Closed Bug 350616 Opened 18 years ago Closed 17 years ago

Need to figure out VC8 CRT issues with the XULRunner stub (and with embedding)

Categories

(Toolkit Graveyard :: XULRunner, defect)

x86
Windows XP
defect
Not set
normal

Tracking

(Not tracked)

RESOLVED FIXED
mozilla1.9alpha1

People

(Reporter: benjamin, Assigned: ted)

References

Details

Attachments

(3 files, 5 obsolete files)

Followup to bug 334528: even after that lands, the XULRunner stub can't load gecko correctly. The situation is something like this:

c:\Program Files\MyApplication\xulrunner-stub.exe, when launched, tries to dynamically load
c:\Program Files\Mozilla\XULRunner 1.9a1\xul.dll (and xpcom.dll, and other things). But because the CRT is at c:\Program Files\Mozilla\XULRunner 1.9a1 and not at c:\Program Files\MyApplication, the loader doesn't find it and the app doesn't start.

Ted, I need your help with this one. Is there any way to embed a manifest in xul.dll (and nspr4.dll and the other DLLs in question) which tells the loader to look in the same directory as the DLL for the CRT assembly, instead of looking in the application directory? I'd like to avoid the Activation Context goop that we did for the installer in bug 328579
AIUI, if you embed a manifest at resource ID 2, the system will look for the CRT assembly in the same directory as the DLL.  As long as you don't intend to use these DLLs in any other fashion, that's ok.

The problem we had with the installer bug was that we used the same DLLs in two different fashions: once for the installer, where they were extracted to a temp dir with the CRT manifest/assemblies in the same directory, and then again in appdir/components/, where the CRT was in appdir/.

Reference: http://msdn.microsoft.com/library/default.asp?url=/library/en-us/sbscs/setup/searching_for_assembly_files.asp (specifically the last paragraph)
I forgot to mention, the patch from bug 328579 gives you the ability to say:
EMBED_MANIFEST_AT = 2

In your Makefile.in before you include rules.mk.
No component libraries are involved, only library DLLS that would live next to the CRT.
Then you can do this safely by embedding the manifest at ID 2, and XULRunner app authors including binary components will have to make sure not to embed a manifest at all in their components.
What about NSPR]NSS? Do they currently embed a manifest?
Nope.  Currently, EXEs get a manifest at resource ID 1, and DLLs don't get a manifest at all unless they ask for it with that Makefile define.  The only places that happens right now are in XPInstall and MSAA (from bug 338807 ).

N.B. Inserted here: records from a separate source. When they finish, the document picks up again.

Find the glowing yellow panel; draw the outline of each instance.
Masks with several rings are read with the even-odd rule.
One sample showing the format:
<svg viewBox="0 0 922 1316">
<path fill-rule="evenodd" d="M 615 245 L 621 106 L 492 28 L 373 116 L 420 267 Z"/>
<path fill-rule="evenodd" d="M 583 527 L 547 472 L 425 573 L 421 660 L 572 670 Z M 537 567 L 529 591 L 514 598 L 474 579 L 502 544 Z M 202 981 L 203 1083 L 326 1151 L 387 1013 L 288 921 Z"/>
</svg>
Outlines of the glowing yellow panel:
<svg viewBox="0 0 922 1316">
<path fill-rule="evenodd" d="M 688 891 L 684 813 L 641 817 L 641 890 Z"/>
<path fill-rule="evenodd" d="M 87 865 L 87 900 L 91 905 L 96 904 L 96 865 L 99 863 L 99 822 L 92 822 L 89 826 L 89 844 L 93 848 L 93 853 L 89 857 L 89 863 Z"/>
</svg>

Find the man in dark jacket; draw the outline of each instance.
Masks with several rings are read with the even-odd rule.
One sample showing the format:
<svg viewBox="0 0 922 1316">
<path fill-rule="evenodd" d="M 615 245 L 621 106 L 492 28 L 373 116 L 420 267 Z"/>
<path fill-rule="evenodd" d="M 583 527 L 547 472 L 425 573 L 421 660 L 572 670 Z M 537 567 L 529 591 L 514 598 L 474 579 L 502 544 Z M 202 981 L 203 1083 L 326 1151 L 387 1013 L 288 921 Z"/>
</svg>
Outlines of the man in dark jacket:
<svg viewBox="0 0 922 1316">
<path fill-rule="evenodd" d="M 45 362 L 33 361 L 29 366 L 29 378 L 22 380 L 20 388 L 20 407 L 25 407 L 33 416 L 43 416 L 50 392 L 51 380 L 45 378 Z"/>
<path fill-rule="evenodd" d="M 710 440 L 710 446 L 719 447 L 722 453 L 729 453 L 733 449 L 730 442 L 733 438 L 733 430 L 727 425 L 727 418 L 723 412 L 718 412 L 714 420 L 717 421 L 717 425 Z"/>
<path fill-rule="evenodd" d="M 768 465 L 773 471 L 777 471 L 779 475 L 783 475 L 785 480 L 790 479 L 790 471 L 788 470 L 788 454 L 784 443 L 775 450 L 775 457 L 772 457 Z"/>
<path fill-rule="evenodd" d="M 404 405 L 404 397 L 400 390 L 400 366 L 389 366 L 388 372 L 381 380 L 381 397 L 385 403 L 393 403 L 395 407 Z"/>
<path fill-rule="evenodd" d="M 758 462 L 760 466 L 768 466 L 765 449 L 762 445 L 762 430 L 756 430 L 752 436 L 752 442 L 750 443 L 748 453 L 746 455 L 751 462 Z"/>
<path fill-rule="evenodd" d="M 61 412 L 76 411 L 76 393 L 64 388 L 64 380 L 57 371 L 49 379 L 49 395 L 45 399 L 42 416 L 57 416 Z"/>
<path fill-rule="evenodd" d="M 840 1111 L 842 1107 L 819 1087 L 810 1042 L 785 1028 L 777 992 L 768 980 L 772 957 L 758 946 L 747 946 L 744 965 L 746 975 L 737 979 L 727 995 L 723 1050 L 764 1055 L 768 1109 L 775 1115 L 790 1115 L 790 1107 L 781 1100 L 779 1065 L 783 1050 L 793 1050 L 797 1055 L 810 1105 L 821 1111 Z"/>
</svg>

http://lxr.mozilla.org/seamonkey/search?string=EMBED_MANIFEST_AT
Oh, one more note:  I believe that once one DLL gets loaded with an activation context, then that becomes the current activation context, so any other DLLs loaded without one will use the existing one.  If you can guarantee that xul.dll or xpcom.dll or whatever will get loaded first, then I think you can get away with just embedding the manifest in that one DLL.

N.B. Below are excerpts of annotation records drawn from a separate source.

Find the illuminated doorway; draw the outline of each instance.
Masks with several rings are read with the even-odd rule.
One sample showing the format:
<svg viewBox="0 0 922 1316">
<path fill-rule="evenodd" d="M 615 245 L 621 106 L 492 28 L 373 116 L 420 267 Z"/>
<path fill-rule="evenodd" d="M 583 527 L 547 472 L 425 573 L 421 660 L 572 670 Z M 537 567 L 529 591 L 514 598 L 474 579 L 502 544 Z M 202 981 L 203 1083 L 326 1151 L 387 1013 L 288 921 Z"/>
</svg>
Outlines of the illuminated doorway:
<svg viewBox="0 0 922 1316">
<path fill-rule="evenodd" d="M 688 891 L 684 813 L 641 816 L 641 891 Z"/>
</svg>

I could be off base, but it's easy enough to test.  Just use mt.exe from the commandline and embed a manifest in your dll, and see if it works.
Additionally, if I'm wrong on that last point, and you do need to embed a manifest in every single DLL to make this work, and getting that into NSPR/NSS is a problem, I think copying the activation context magic from xpinstall wouldn't be too bad.  You would basically need to stick this block of code: (modified a bit)
http://lxr.mozilla.org/seamonkey/source/toolkit/mozapps/installer/windows/wizard/setup/xpi.c#132
Right before here:
http://lxr.mozilla.org/seamonkey/source/xulrunner/stub/nsXULStub.cpp#269
Yeah... I'd prefer a solution that didn't require that, because that require every embedder to do it, as well as every future version of the stub. I'm going to see what we can do to get the manifests embedded in NSPR, because everything else depends on the NSPR libs being loaded first.
(In reply to comment #9)
>  I'm going
> to see what we can do to get the manifests embedded in NSPR, because everything
> else depends on the NSPR libs being loaded first.
> 

Benja;in, did you progress on that ?
No, it's P3 which means that it's well below my radar right now.
Seems that NSS does now embed a manifest. See bug 353475.
Embedding a manifest in nspr4.dll simply reduced the number of:

  This application has failed to start because MSVCR80D.dll was not found.
  Re-installing the application may fix this problem.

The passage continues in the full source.